The new open code Mathematical model Light-R1-32B surpasses Deepseek’s equivalent efficiency with just $ 1,000 for training training
Join our daily and weekly newsletters for the latest updates and exclusive content of a leading AI coverage industry. Learn more
A team of researchers introduced Light-R1-32B, a new AI open code model optimized to solve sophisticated mathematical problems by making it available to Hug Under Apache 2.0-paid for businesses and researchers to take, deploy, refine or change as they wish, even for commercial purposes.
The 32mm parameter model (number of model settings) surpasses the performance of such sizes (and even larger) models with open source such as Deepseek-R1-Distil-Llama-70B and Deepseek-R1-Distil-QWen-32B on Trelete Party indicator indicator indicator US Mathematics Invitation Exam (Aime)which contains 15 mathematical problems intended for extremely advanced students and has a distribution of 3 hours for human users.

Developed by Liang Wen, Fenrui Xiao, Xin He, Yunke Cai, Qi An, Zhenyu Duan, Yimin Du, Junchen Liu, Lifu Tang, Xiaowei LV, Hangz Zoua Mo. Prophesses Preperty Source Alterne of Competitiveness.
It is amazing that the researchers have completed the training of the model for less than six hours at 12 GPU at the NVIDIA H800 at an approximately total price of $ 1,000. This makes Light-R1-32B one of the most affordable and practical approaches to develop highly effective mathematical AI models. However, it is important to remember that the model was trained in a variant of Open Code of Alibaba Qwen 2.5-32B-InstructionWhich in itself is supposed to have much higher training costs.
Along with the model, the team released its training sets, training scripts and evaluation tools, providing a transparent and affordable framework for the construction of AI models aimed at mathematics.
The arrival of Light-R1-32B follows other similar efforts by rivals such as Microsoft with its Orca-Math series.
A new math king arises
Light-R1-32B is designed to deal with complex mathematical reasoning, especially at Aime (the American Invitation Mathematical Exam) indicators.
He was trained by Qwen2.5-32b-instructive, starting with a long-term refinement model (COT). The team applied the curricula (SFT), based on curricula (SFT) and direct preference optimization (DPO) to improve its problem solution.
When evaluated, Light-R1-32B reached 76.6 of Aime24 and 64.6 of Aime25, exceeding Deepseek-R1-Distill-QWen-32B, which scored 72.6 and 54.9 respectively.
This improvement suggests that the training approach based on curricula effectively enhances mathematical reasoning, even when training from models that they initially have no long basket.
Fair comparison
In order to ensure a fair comparison, the team deactivates training data against general reference reference, including Aime24/25, Math-500 and GPQA Diamond, preventing data from leaking.
They also implement filtering of difficulty based using Deepscaler-1.5B-Preview, ultimately forming a set of data of 76,000 people for the first stage of controlled fine adjustment.
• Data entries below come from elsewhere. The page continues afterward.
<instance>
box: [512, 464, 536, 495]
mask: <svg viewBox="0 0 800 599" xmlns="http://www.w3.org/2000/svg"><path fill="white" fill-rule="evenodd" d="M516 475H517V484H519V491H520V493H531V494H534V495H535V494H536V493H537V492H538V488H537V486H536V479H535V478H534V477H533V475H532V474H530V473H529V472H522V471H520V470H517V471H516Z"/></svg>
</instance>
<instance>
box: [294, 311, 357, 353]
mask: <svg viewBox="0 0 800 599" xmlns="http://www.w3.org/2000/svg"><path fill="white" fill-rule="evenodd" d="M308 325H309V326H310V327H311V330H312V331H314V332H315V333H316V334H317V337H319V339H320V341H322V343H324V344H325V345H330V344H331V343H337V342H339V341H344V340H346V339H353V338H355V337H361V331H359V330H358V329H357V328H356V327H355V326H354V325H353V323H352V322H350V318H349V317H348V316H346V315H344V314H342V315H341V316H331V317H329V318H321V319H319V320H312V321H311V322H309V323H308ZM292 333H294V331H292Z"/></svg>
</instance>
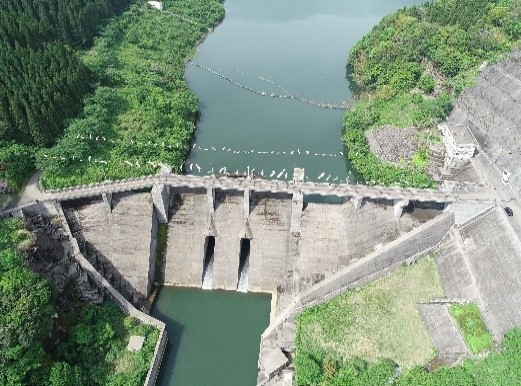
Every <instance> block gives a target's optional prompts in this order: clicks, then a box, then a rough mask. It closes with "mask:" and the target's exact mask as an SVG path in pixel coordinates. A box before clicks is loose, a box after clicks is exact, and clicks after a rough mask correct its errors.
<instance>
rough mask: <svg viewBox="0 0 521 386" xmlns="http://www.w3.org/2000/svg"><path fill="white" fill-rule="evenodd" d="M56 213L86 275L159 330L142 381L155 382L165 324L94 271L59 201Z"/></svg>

A second, more challenging set of data from 3000 examples further improved efficiency.
After a workout, the team combined numerous trained versions of Light-R1-32B, leading to additional profits. In particular, the model maintains strong ability to generalize the tasks of scientific reasoning (GPQA), although it is mathematically specialized.
How businesses can benefit
Light-R1-32B is placed under the Apache License 2.0, an open source license that allows free use, modification and commercial implementation without requiring derivative work to be opened. T
It makes it an attractive option for businesses, AI developers and software engineers who want to integrate or customize the model for their own applications.
The license also includes globally grant, reducing the legal risks to business, while discouraging patent disputes. Companies can freely deploy Light-R1-32B in commercial products, maintaining full control over their innovations, while taking advantage of an open and transparent AI ecosystem.
For CEOs, CTO and IT leaders, Apache 2.0 guarantees the efficiency of costs and independence of suppliers, eliminating licensing fees and restrictive dependencies on own AI solutions. AI developers and engineers acquire the flexibility for fine adjustment, integration and expansion of the model without restrictions, which makes it ideal for specialized mathematical reasoning, research and enterprises AI applications. However, since the license does not provide any guarantee or coverage of responsibility, organizations must hold their own security, compliance and evaluation of the results before implementing Light-R1-32b in critical environments.
Transparency in low -cost training and optimization to solve mathematical problems
Researchers emphasize that Light-R1-32B provides a validated, profitable way to train strong-chain-long-chain-like models in specialized domains.
By sharing their methodology, training and code data, they aim to reduce the barriers of costs for highly efficient AI development.
Future work involves a study of reinforcement training (RL) to further improve the model reflections.